Pemberlakuan otonomi daerah telah mengakibatkan ketidakjelasan
kewenangan pusat dan daerah dibidang perpustakaan. Pada era sentralisasi,
Perpustakaan Nasional selaku Lembaga Nasional Non Departemen mempunyai
kewenangan penuh membuat kebijakan bidang perpustakaan dan mengimplementasikan
kebijakan tersebut didaerah-daerah sehingga tercipta keseragaman kebijakan.
Namun pada era desentralisasi saat ini, kewenangan tersebut praktis di kebiri.
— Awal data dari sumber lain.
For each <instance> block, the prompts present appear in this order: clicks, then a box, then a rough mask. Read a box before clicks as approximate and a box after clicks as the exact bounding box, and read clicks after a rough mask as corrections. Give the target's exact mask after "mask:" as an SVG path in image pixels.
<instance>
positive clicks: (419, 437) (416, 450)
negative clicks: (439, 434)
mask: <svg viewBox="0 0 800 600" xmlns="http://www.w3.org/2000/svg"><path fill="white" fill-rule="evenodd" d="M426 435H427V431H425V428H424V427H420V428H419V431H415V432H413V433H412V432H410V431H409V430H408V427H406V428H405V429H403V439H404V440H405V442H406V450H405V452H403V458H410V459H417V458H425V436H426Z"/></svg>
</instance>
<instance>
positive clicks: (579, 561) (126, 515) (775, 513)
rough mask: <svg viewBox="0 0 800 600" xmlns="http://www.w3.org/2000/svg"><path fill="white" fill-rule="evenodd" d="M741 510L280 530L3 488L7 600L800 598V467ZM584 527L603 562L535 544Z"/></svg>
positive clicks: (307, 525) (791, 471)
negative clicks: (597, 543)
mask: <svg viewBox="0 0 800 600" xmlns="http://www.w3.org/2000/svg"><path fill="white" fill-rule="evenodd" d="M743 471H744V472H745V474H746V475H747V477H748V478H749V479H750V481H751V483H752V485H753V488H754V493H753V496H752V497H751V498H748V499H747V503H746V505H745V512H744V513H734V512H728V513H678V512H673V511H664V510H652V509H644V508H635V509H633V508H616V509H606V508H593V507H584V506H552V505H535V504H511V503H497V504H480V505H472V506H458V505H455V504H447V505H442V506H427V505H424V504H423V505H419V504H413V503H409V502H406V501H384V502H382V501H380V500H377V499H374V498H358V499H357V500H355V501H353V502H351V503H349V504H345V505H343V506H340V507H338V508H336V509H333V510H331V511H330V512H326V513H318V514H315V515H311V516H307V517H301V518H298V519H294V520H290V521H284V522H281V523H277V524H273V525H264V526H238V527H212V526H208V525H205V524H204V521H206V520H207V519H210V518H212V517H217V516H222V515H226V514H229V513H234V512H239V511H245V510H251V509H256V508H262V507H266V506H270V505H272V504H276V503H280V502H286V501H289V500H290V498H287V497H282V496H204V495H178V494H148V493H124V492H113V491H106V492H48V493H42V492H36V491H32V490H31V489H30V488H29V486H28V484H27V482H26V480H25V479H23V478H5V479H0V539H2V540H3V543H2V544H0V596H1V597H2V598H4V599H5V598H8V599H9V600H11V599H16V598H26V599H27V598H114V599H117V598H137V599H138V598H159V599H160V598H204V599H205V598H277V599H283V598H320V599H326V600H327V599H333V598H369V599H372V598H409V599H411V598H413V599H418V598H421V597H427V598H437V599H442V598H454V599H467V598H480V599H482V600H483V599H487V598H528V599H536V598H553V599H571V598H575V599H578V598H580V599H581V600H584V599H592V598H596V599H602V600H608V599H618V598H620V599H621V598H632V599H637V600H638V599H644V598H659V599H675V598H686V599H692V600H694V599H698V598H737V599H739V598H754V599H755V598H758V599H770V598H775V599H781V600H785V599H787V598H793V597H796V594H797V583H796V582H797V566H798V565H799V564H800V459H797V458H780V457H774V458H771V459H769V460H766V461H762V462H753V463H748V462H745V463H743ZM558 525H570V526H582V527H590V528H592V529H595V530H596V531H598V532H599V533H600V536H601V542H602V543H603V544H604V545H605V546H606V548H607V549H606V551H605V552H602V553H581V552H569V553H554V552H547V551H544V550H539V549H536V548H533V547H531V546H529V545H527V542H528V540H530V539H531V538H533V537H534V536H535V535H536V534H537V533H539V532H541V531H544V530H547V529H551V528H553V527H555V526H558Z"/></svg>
Hasilnya, keberagaman kebijakan dalam pengembangan perpustakaan pada tiap
daerah secara umum tidak menguntungkan bagi penyelenggaraan perpustakaan secara
profesional. Tarik menarik kepentingan pada pemerintahan daerah menyebabkan
eksistensi perpustakaan di daerah mengalami pasang surut. Seperti halnya kasus
pencoretan anggaran pengadaan buku perpustakaan oleh panitia anggaran DPRD
Lembata yang dimuat pada HU Pos Kupang (2/11-07). Kasus tersebut terjadi karena
ketiadaan komitmen pemerintahan daerah Lembata untuk mewujudkan masyarakat
informasi. Akibatnya hak warga negara untuk mendapatkan layanan perpustakaan
bagi peningkatan ilmu pengetahuan tidak dapat dipenuhi secara maksimal. Maka
tidak heran jika sebagian besar masyarakat NTT masih berkutat dengan kebodohan
dan kemiskinan. Padahal “melek huruf“mendorong
orang untuk lebih kreatif dalam menghadapi masalah dengan berbekal ilmu
pengetahuan. Sedangkan “melek informasi” akan membuat kita pandai dalam membaca
peluang.
Kemiskinan yang membelit masyarakat di NTT ini akibat dari
tingginya angka buta huruf dan informasi. Survei terakhir BPS pada September
2006 menunjukkan bahwa 370.710 warga yang buta huruf dan 80 % diantaranya
berada di desa-desa terpencil dan sulit dijangkau. Pemerintah Daerah tentunya
tidak berpangku tangan melihat kondisi tersebut. Program Wajib belajar dan
pendidikan kesetaraan tengah gencar dilaksanakan untuk memerangi kebodohan
tersebut. Namun program-program tersebut akan kontraproduktif jika tidak di
sinergikan dengan sarana penunjang pendidikan yang memadai. Sebagai gambaran,
seseorang yang telah “melek” huruf berpotensi menjadi buta huruf lagi jika dia
tidak secara konsisten melatih ketrampilan membacanya karena ketiadaan bahan
bacaan. Sepantasnya jika program pemberantasan buta aksara dan informasi
disinergikan dengan pembentukan perpustakaan-perpustakaan dikantong-kantong
buta aksara. Karena pada hakekatnya, perpustakaan merupakan sarana pembelajaran
sepanjang hayat. Konsepsi pendidikan seumur hidup tersebut dapat diterjemahkan
dengan menjadikan perpustakaan desa sebagai :
1.)
Pusat
informasi : dengan menyediakan fasilitas internet. Fasilitas ini menjadi sebuah
kebutuhan di era informasi yang bergulir cepat seperti sekarang ini. Internet
akan membuka cakrawala baru bagi penduduk yang hidup didaerah-daerah terisolir
sehingga dia tetap mengikuti perkembangan dunia yang tengah terjadi.
2.)
Pusat
pendidikan : perpustakaan desa memungkinkan berkumpulnya sumber informasi
dengan penggunanya. Dilihat dari jenisnya, perpustakaan desa menyediakan
koleksi buku yang mencakup ilmu
pengetahuan dan ilmu terapan. Penggunanya pun dapat memilah dan
membekali diri dengan ilmu sesuai kebutuhannya.
3.)
Pusat
rekreasi : Secara umum penduduk desa, terutama yang tinggal didaerah terpencil
mengalami keterbatasan media hiburan. Perpustakaan desa dapat berfungsi sebagai
sarana rekreasi dengan menyediakan koleksi-koleksi yang bersifat menghibur,
semisal: koran, majalah serta buletin penyuluhan.